Try not to overcomplicate your design with too much copy or overly polished layouts. Quick, clean visuals often feel more natural in the fast-moving world of social content.
That said, simple doesn’t mean sloppy. Aim for clarity and balance: your design should support the message, not overshadow it.
Know When to Sit It Out
It can be tempting to jump on every trend, but the smartest brands know when to stay silent.
If a trend touches on sensitive topics, feels too polarizing, or just doesn’t fit your tone, it’s better to pass.
Forced or tone-deaf trendjacking can backfire quickly, leading to confusion, criticism, or long-term brand damage.
Trust your instincts, and if you’re unsure, ask your team: “Does this really feel like us?”
10 Tips for Designing Social Content for Trendjacking

Design plays a huge role in trendjacking. Even if the idea is clever, it won’t land unless it looks fast, scroll-stopping, and true to your brand.
Follow these 10 practical tips to help you create trend-driven social content that stands out while staying consistent with your identity.
1. Build a Set of Editable Templates
Create a library of quick-edit templates in tools like Canva or Figma. Include flexible layouts for memes, quotes, reaction images, and tweet-style posts.

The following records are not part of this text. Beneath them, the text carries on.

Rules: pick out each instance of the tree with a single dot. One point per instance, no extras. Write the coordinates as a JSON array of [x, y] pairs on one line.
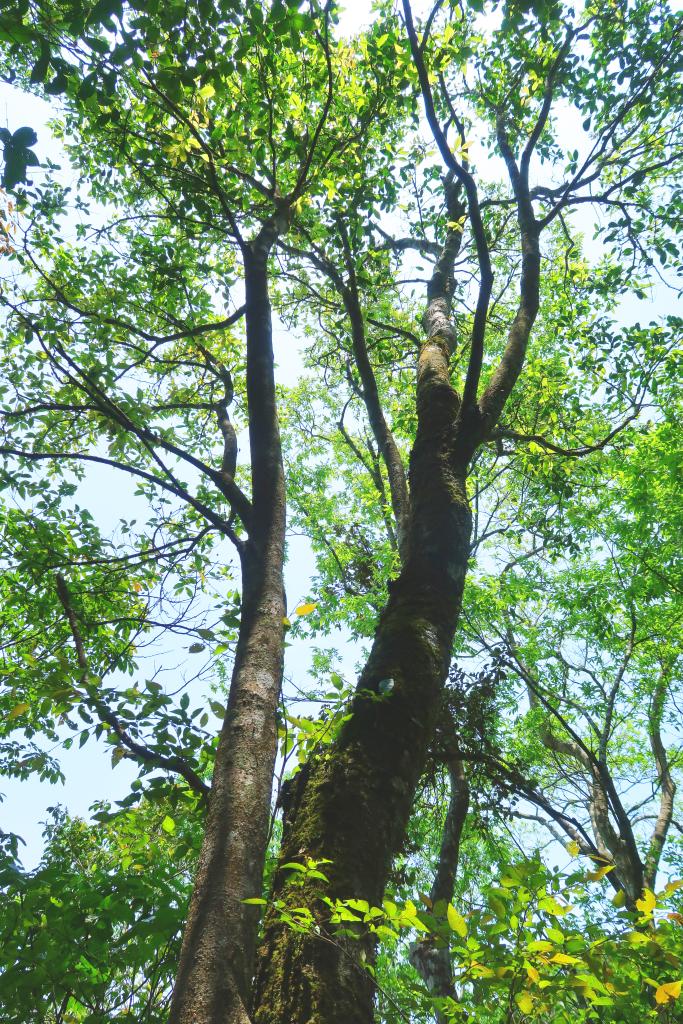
[[220, 137]]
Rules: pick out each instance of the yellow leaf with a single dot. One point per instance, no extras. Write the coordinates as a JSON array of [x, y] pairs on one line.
[[647, 902], [600, 873], [671, 990], [563, 958], [18, 710], [524, 1001], [456, 922]]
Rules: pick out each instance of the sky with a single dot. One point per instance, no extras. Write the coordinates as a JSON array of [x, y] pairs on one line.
[[89, 775]]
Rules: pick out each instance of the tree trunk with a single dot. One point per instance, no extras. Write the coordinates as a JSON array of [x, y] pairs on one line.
[[431, 962], [218, 950], [353, 803]]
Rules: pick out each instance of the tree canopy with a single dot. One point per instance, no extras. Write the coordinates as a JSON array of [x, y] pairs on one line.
[[463, 223]]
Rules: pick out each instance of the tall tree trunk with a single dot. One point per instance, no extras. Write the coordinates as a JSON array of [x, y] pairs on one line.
[[431, 962], [353, 804], [218, 950]]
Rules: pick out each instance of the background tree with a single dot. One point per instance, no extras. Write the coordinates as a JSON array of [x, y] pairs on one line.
[[225, 136]]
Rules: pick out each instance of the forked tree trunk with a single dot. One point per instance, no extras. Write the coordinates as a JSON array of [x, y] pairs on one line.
[[353, 803], [218, 950]]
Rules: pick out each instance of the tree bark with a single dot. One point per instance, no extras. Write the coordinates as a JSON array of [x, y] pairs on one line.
[[353, 803], [433, 963], [218, 950]]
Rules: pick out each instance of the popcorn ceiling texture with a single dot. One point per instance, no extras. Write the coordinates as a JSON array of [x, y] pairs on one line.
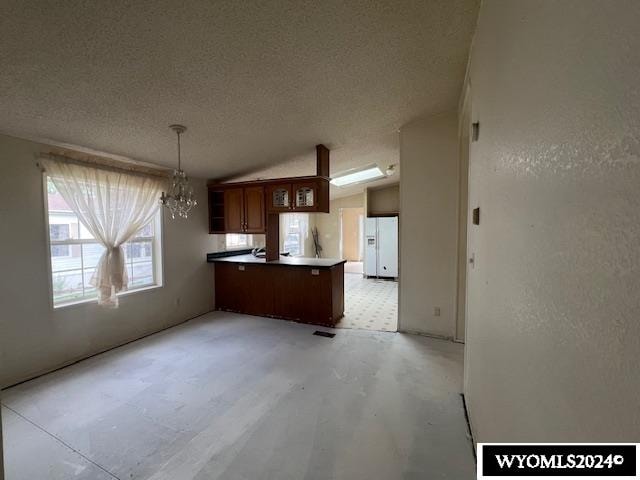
[[256, 83]]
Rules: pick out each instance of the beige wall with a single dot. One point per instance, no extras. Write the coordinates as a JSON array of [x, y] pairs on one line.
[[553, 330], [35, 338], [429, 225], [383, 200], [328, 224], [351, 233]]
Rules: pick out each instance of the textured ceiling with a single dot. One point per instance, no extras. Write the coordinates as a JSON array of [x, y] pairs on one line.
[[256, 83]]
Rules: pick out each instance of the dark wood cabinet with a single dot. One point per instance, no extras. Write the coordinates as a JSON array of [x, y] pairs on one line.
[[242, 207], [237, 210], [299, 293], [254, 215], [303, 196], [234, 210], [279, 197]]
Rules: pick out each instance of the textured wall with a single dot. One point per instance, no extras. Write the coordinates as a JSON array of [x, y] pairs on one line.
[[34, 338], [428, 225], [328, 224], [553, 330], [383, 199]]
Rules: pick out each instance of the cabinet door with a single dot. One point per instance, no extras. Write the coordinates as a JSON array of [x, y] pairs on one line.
[[216, 211], [279, 198], [234, 210], [305, 196], [254, 210]]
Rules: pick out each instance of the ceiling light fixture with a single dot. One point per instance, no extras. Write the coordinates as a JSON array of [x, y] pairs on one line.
[[366, 174], [179, 200]]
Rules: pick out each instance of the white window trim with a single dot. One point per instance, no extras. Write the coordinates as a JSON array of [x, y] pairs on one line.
[[157, 253], [238, 247]]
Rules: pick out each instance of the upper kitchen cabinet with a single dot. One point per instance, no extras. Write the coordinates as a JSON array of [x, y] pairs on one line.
[[254, 216], [310, 195], [237, 209], [234, 210], [279, 197]]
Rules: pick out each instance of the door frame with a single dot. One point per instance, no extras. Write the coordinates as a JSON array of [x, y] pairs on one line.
[[462, 265]]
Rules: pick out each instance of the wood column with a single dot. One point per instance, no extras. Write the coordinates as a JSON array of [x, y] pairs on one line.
[[322, 161], [273, 237]]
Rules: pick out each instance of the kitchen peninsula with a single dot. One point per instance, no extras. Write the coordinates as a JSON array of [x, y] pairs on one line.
[[308, 290]]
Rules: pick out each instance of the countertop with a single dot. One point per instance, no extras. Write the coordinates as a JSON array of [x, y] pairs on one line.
[[284, 261]]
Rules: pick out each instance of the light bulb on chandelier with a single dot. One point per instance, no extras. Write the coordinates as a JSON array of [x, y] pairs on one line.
[[179, 199]]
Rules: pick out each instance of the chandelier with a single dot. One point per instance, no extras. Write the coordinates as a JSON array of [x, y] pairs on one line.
[[179, 200]]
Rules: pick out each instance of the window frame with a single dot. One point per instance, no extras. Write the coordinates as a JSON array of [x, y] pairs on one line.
[[157, 255], [249, 243]]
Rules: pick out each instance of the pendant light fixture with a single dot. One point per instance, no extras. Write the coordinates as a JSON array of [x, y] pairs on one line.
[[179, 200]]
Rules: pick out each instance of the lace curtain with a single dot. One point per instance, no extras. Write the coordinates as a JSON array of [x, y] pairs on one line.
[[113, 206]]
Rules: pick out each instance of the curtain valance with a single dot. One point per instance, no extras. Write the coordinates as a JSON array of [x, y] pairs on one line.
[[113, 205]]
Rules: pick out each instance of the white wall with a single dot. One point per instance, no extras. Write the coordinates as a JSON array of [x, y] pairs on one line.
[[328, 224], [383, 199], [34, 338], [428, 225], [553, 330]]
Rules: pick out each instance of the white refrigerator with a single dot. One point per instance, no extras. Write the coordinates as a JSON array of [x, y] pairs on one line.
[[381, 247]]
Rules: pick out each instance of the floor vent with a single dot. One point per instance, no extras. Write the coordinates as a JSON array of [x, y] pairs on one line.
[[324, 334]]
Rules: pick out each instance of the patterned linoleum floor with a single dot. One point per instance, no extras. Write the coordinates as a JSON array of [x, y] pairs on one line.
[[369, 303]]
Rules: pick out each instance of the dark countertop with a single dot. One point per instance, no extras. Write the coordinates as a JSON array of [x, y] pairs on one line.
[[284, 261]]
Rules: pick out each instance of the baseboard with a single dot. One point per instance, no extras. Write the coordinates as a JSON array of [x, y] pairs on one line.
[[467, 415], [430, 335]]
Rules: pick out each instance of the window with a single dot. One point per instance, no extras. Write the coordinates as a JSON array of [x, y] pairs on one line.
[[237, 240], [75, 254]]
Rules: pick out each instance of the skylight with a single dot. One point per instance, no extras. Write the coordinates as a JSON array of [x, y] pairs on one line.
[[359, 176]]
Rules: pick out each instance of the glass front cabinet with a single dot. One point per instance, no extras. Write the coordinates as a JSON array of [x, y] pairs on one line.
[[279, 197], [293, 197], [305, 196]]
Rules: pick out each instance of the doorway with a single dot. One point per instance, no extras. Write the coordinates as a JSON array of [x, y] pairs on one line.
[[371, 303], [351, 238]]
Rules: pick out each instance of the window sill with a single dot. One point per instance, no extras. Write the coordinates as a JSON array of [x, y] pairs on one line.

This makes it easy to respond to trends in real time without starting from scratch.
2. Keep Your Brand Elements Consistent
Use your brand’s colors, typography, and logo placement, even in meme-style content.
This helps tie trendjacked posts back to your visual identity so they feel like “you,” not just another voice in the crowd.
3. Prioritize Readability
Trends move fast, and your audience should be able to get the joke or message at a glance.
Use bold fonts, high-contrast colors, and clean spacing to make your content easy to read, even at a glance on a small phone screen.
4. Use the Format That Fits the Trend
Some trends work best as static images, others as vertical videos, Instagram carousels, or tweet screenshots.
Match your design format to the trend to keep it feeling authentic and in sync with how people are engaging with that content.
5. Don’t Over-Design
Not everything needs polish. Sometimes, a slightly “scrappy” design, one that mimics the look of casual user-generated content, feels more native to the platform and gets better engagement.
Let the tone of the trend guide your level of polish.
6. Be Timely, But Give Yourself a Workflow
Designing under pressure doesn’t mean designing without process.
Set up a quick-turn workflow between your social team, copywriters, and designers so you can move quickly while maintaining quality and accuracy.
7. Use Real Screenshots (When Appropriate)
For trends based on viral tweets, comment threads, or pop culture moments, using real screenshots or mimicking the native format can add authenticity and boost shareability.
Just make sure everything you include is appropriate and brand-safe.
8. Add a Creative Twist
Instead of repeating a trend exactly as it’s being done, add your brand’s spin.
That could be using your mascot, referencing your product, or flipping the narrative in a clever way. The most successful trendjacks feel fresh, not recycled.
9. Test Before You Post
Preview your design on a mobile screen. Check text size, image clarity, and layout across platforms to make sure it looks good everywhere.
A design that’s perfect on desktop might not land on Instagram Stories or TikTok.
10. Archive and Analyze Your Hits
Keep track of your top-performing trendjacking posts. What worked about the layout, the tone, or the timing?
Save these as reference templates and use the learnings to improve the next time a trend pops up.
Conclusion
Trendjacking can be a powerful way to stay relevant, reach new audiences, and inject fun into your content.
But it’s not about copying what everyone else is doing, it’s about adapting cultural moments in a way that fits your brand’s voice and values.
With a clear design strategy, a flexible workflow, and a sharp sense of timing, you can use trendjacking to turn fleeting internet moments into smart, engaging content that actually resonates.